Nigeria’s digital finance industry has reached a defining moment as the Central Bank of Nigeria (CBN) has published its first Fintech Report, offering what it calls the most extensive review yet of the country’s innovation landscape. The document sets out a long-term plan for improving financial inclusion, upgrading infrastructure and ensuring that rapid innovation remains safe and well-regulated.
The CBN described the publication as a shared guide for regulators, banks, fintech operators, investors and development partners, noting that it reflects months of consultations across the industry. Insights were drawn from a nationwide operator survey, a technical workshop held in June 2025 and the Fintech Roundtable the Bank convened in October of the same year. According to the report, these engagements helped shape an assessment based on “evidence, measurable outcomes and practical experience from the ecosystem.”

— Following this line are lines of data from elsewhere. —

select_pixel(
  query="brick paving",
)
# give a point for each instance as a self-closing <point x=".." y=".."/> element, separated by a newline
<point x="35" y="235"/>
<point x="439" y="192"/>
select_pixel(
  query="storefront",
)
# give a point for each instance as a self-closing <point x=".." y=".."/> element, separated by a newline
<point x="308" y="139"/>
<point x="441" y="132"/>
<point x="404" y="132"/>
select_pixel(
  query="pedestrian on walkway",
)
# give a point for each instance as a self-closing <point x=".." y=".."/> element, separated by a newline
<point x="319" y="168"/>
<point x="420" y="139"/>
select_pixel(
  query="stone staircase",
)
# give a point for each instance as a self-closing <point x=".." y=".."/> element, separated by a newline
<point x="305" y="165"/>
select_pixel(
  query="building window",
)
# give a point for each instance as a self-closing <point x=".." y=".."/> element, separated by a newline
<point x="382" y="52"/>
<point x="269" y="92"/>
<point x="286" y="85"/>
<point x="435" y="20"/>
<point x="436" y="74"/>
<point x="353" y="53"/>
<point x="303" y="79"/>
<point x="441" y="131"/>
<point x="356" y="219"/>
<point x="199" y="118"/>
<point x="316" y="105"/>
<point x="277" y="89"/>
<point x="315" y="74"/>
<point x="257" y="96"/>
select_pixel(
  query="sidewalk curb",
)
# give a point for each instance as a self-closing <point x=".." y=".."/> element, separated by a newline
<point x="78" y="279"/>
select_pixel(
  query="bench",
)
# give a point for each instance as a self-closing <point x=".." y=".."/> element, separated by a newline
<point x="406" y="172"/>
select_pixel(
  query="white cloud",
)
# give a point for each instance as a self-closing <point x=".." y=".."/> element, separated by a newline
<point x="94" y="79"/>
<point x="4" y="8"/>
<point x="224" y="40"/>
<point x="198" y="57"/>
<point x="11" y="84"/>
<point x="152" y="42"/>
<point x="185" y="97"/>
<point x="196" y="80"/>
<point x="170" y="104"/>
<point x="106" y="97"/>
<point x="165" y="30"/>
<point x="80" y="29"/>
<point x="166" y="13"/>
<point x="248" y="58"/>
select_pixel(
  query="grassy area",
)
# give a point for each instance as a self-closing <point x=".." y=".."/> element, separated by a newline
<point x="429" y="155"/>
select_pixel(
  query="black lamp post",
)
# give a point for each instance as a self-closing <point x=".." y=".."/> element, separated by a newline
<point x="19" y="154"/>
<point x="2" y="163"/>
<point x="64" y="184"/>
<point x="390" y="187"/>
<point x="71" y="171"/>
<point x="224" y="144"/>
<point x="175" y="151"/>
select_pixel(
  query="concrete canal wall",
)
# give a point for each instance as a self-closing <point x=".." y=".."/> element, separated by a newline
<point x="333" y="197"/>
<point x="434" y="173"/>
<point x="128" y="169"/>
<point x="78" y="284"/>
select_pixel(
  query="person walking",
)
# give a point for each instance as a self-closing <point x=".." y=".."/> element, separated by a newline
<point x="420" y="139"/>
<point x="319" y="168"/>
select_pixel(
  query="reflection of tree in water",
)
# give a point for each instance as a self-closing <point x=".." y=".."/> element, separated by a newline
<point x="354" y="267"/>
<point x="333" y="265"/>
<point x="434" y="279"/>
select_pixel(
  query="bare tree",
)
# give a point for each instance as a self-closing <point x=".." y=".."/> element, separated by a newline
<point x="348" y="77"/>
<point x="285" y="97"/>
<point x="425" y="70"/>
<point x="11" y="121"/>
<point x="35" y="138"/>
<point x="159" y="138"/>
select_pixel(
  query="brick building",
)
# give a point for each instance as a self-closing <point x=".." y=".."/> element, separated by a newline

A Sector Expanding at Global Pace
The report places Nigeria’s progress within wider international trends, pointing to areas where the country has matched or surpassed global peers. One such example is the country’s real-time payments growth. Nearly 11 billion transactions were completed on the NIBSS Instant Payments platform in 2024 — more than double the 2022 volume. This performance strengthens Nigeria’s position as one of Africa’s most active real-time payments markets.
Yet, despite strong adoption rates and a maturing innovation ecosystem, the CBN acknowledges several persistent challenges. Fintech operators highlighted regulatory uncertainty, slow approval timelines for new products, the cost of compliance, restricted access to shared infrastructure and difficulties in expanding across borders. These gaps, the report warns, could limit future growth if not addressed.
CBN: What the Roadmap Prioritises
To keep the sector on a sustainable growth path, the CBN proposes reforms aimed at creating a more predictable regulatory environment while supporting innovation. The roadmap recommends stronger engagement between regulators and industry players, improvements to supervisory capacity, and policies that encourage capital access, data sharing and better regional interoperability.
It also stresses the need for dependable digital infrastructure to broaden financial inclusion. The annex of the report outlines the mechanisms for implementing these steps, emphasising that coordinated execution across institutions will be essential. The CBN argues that the long-term stability of the digital finance sector will depend on disciplined follow-through from all stakeholders.
In the Bank’s words, the report is intended to serve as a “common reference point to support confidence and coordinated action across Nigeria’s digital financial ecosystem.” The Bank frames fintech not as a competitor to traditional institutions, but as a complementary force capable of driving efficiency, strengthening inclusion and boosting long-term economic growth.